Ils ont presque tout planifié. En effet, lorsque la dernière partie rock arrive, d’un coup le son est très clair et propre. La caisse claire devait marquer un changement, mais pas forcément à ce point. Il s’avère que le système de variation de son utilisé ne pouvait plus prendre de volume après la section de l’opéra, la dernière partie a donc été mixée à la main.

Un départ vers des productions plus calmes

Après A Night At The Opera, Roy Baker Thomas décide de ralentir sur les « over-production ». Il se concentre sur des productions plus minimales. Il va collaborer avec le groupe américain The Cars sur leurs quatre premiers albums. En associant de l’électronique au rock avec des mélodies usuellement utilisée en pop, il fait partie des précurseurs de la new wave. Il travaillera une dernière fois avec Queen en 1978 pour Jazz. Puis continuera de produire des Américains, comme Alice Cooper ou Ozzy Osbourn pour leur cinquième album respectif.

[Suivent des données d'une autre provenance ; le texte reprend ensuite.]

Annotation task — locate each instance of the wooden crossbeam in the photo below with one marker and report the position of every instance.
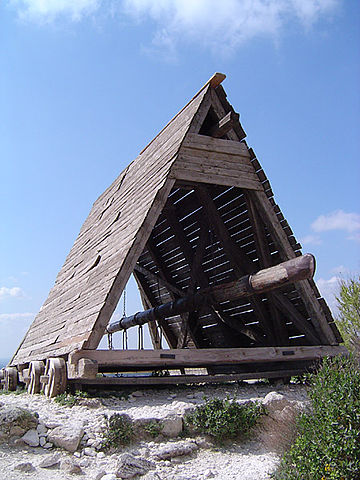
(318, 317)
(160, 280)
(223, 126)
(169, 335)
(265, 261)
(197, 274)
(239, 261)
(204, 357)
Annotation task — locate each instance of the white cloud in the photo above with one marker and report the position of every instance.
(210, 23)
(49, 10)
(224, 24)
(337, 220)
(311, 240)
(340, 270)
(329, 289)
(6, 292)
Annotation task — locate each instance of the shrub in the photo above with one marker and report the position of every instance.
(153, 428)
(224, 418)
(119, 431)
(348, 319)
(328, 441)
(69, 400)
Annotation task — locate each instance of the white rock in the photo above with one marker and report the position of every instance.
(31, 438)
(85, 462)
(69, 466)
(172, 426)
(109, 476)
(209, 474)
(100, 474)
(138, 393)
(41, 429)
(25, 467)
(274, 401)
(42, 441)
(90, 452)
(129, 466)
(175, 449)
(50, 461)
(67, 437)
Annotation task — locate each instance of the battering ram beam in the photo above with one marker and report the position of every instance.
(291, 271)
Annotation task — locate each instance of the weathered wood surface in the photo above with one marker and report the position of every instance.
(181, 379)
(87, 288)
(293, 270)
(203, 357)
(243, 232)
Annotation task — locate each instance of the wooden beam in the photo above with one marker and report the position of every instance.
(262, 248)
(238, 259)
(152, 326)
(184, 379)
(198, 276)
(204, 357)
(224, 125)
(169, 335)
(161, 280)
(286, 251)
(216, 79)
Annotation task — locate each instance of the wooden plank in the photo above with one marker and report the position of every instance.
(203, 142)
(128, 266)
(265, 262)
(203, 357)
(239, 260)
(273, 225)
(235, 162)
(224, 125)
(183, 379)
(221, 95)
(218, 179)
(214, 165)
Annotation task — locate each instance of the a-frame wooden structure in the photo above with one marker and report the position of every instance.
(194, 209)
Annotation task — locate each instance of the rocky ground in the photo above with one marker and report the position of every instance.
(42, 440)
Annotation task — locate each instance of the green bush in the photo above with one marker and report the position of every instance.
(153, 428)
(224, 418)
(328, 441)
(119, 431)
(348, 318)
(68, 399)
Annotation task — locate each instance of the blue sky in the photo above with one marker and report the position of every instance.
(86, 85)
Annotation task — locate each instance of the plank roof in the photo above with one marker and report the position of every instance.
(196, 191)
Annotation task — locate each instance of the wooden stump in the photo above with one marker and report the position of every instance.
(36, 369)
(10, 379)
(55, 378)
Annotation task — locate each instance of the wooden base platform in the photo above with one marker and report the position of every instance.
(111, 381)
(137, 360)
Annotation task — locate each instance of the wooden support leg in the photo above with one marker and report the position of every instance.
(55, 378)
(36, 369)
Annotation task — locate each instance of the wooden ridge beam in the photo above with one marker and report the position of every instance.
(198, 276)
(223, 126)
(238, 259)
(205, 356)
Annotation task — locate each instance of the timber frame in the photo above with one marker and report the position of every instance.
(193, 210)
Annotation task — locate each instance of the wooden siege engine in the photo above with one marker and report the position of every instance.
(193, 213)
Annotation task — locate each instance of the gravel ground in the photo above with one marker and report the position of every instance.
(235, 461)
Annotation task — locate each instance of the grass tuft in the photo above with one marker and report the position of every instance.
(223, 419)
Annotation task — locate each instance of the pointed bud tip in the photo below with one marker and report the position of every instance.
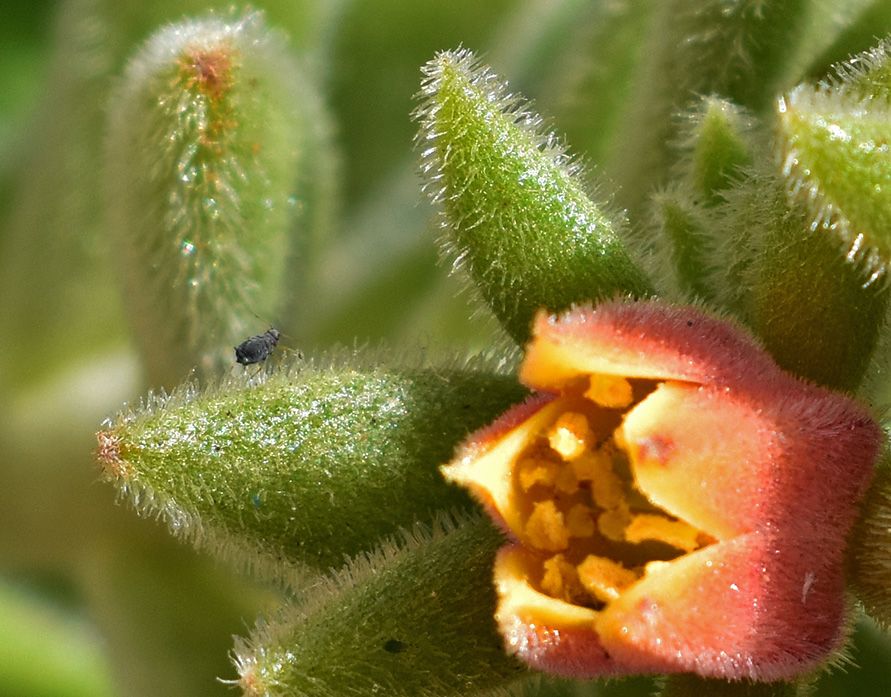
(108, 452)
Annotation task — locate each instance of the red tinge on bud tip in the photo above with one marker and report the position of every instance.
(676, 502)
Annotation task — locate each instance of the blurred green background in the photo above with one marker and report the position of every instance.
(94, 600)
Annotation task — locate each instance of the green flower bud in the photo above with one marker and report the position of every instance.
(683, 243)
(201, 165)
(716, 145)
(516, 209)
(310, 466)
(834, 144)
(413, 618)
(810, 304)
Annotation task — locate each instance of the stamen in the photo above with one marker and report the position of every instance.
(546, 529)
(537, 471)
(612, 523)
(649, 526)
(570, 435)
(609, 391)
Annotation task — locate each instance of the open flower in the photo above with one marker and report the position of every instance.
(676, 502)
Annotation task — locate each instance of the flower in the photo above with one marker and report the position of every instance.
(675, 501)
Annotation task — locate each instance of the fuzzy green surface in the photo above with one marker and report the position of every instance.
(682, 241)
(810, 304)
(309, 466)
(835, 145)
(870, 553)
(516, 210)
(590, 85)
(718, 144)
(413, 619)
(201, 166)
(743, 50)
(692, 686)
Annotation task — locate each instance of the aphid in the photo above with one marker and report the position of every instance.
(257, 348)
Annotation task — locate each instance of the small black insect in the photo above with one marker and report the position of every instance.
(257, 348)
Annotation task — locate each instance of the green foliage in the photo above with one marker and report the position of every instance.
(692, 686)
(205, 140)
(179, 189)
(516, 210)
(440, 641)
(308, 467)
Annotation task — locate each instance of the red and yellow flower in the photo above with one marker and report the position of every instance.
(675, 501)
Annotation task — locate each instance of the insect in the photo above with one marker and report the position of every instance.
(257, 348)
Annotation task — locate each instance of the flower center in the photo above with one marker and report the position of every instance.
(589, 529)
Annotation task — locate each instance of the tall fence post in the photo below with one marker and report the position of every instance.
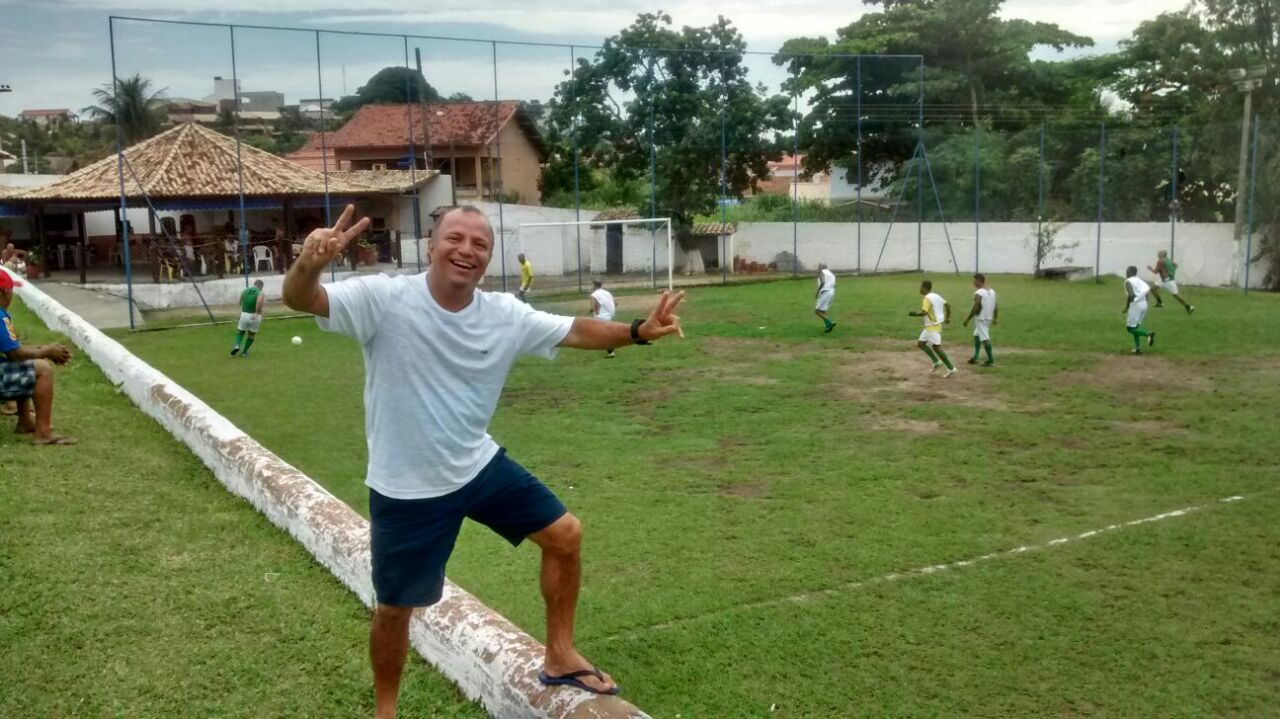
(324, 163)
(119, 168)
(1174, 205)
(977, 196)
(412, 154)
(1253, 187)
(1102, 177)
(496, 168)
(577, 198)
(858, 152)
(240, 165)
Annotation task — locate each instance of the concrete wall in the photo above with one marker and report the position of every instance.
(489, 658)
(1206, 252)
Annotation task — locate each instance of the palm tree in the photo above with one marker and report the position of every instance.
(137, 110)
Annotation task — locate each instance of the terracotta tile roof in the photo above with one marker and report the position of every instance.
(443, 123)
(616, 214)
(193, 161)
(385, 181)
(713, 228)
(311, 155)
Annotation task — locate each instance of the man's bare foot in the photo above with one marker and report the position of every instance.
(51, 439)
(592, 679)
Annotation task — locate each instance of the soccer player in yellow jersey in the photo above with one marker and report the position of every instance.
(936, 312)
(526, 276)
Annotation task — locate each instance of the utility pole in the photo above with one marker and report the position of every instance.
(1246, 81)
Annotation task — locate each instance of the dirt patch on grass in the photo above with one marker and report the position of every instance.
(1130, 372)
(905, 425)
(740, 349)
(1150, 427)
(745, 490)
(905, 372)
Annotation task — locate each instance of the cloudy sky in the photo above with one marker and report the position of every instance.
(54, 53)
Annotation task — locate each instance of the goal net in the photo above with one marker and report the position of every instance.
(572, 253)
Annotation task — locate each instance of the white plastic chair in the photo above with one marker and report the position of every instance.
(263, 255)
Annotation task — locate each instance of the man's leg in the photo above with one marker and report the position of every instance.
(924, 348)
(44, 401)
(561, 576)
(388, 646)
(941, 353)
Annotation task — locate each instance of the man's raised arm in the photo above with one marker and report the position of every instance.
(302, 291)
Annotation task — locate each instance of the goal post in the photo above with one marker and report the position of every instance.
(562, 248)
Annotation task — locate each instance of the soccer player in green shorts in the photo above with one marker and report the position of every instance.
(936, 312)
(251, 316)
(1168, 271)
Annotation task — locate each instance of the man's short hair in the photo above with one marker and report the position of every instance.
(466, 210)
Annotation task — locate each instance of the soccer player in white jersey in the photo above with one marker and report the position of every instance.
(824, 296)
(1166, 270)
(1136, 291)
(437, 353)
(936, 312)
(983, 315)
(603, 306)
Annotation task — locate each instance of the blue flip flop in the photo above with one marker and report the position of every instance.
(572, 679)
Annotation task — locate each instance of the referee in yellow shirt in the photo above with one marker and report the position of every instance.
(526, 276)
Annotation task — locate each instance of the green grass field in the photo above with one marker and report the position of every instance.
(737, 486)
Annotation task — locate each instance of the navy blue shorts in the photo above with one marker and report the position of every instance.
(412, 539)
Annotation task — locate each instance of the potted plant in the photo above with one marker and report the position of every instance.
(35, 264)
(366, 251)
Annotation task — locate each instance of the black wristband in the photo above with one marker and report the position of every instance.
(635, 333)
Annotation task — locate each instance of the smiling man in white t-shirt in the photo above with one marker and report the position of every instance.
(437, 355)
(603, 306)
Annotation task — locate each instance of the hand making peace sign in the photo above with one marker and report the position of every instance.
(663, 321)
(324, 244)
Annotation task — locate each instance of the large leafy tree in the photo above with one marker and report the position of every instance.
(653, 87)
(132, 104)
(389, 85)
(977, 69)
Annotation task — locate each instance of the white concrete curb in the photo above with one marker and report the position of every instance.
(489, 658)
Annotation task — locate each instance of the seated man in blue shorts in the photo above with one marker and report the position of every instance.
(437, 355)
(27, 374)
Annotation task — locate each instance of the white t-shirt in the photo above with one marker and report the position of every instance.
(940, 310)
(987, 310)
(433, 376)
(604, 298)
(826, 280)
(1139, 288)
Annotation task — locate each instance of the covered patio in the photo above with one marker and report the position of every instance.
(196, 206)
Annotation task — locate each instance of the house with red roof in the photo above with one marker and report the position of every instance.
(49, 118)
(487, 147)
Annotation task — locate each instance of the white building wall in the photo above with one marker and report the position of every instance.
(1206, 252)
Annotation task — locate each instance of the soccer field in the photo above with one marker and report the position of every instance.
(763, 502)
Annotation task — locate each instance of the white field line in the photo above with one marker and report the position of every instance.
(922, 571)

Roy Thomas Baker est une figure marquante de l’histoire de la musique. Il le dit lui-même : « Si nous n’avions pas produit ces effets [sonores] à la main, personne ne se serait embêté à inventer une boîte qui le fait automatiquement. J’aime penser que beaucoup des choses qu’on faisait dans les années 1970 ont lancé des modes et ont été copiées par des machines ». Qu’aurait été la musique sans Roy Thomas Baker ? sans ce son si iconique de Queen ? sans Bohemian Rhapsody ? On ne le saura jamais, et on en est plutôt reconnaissant.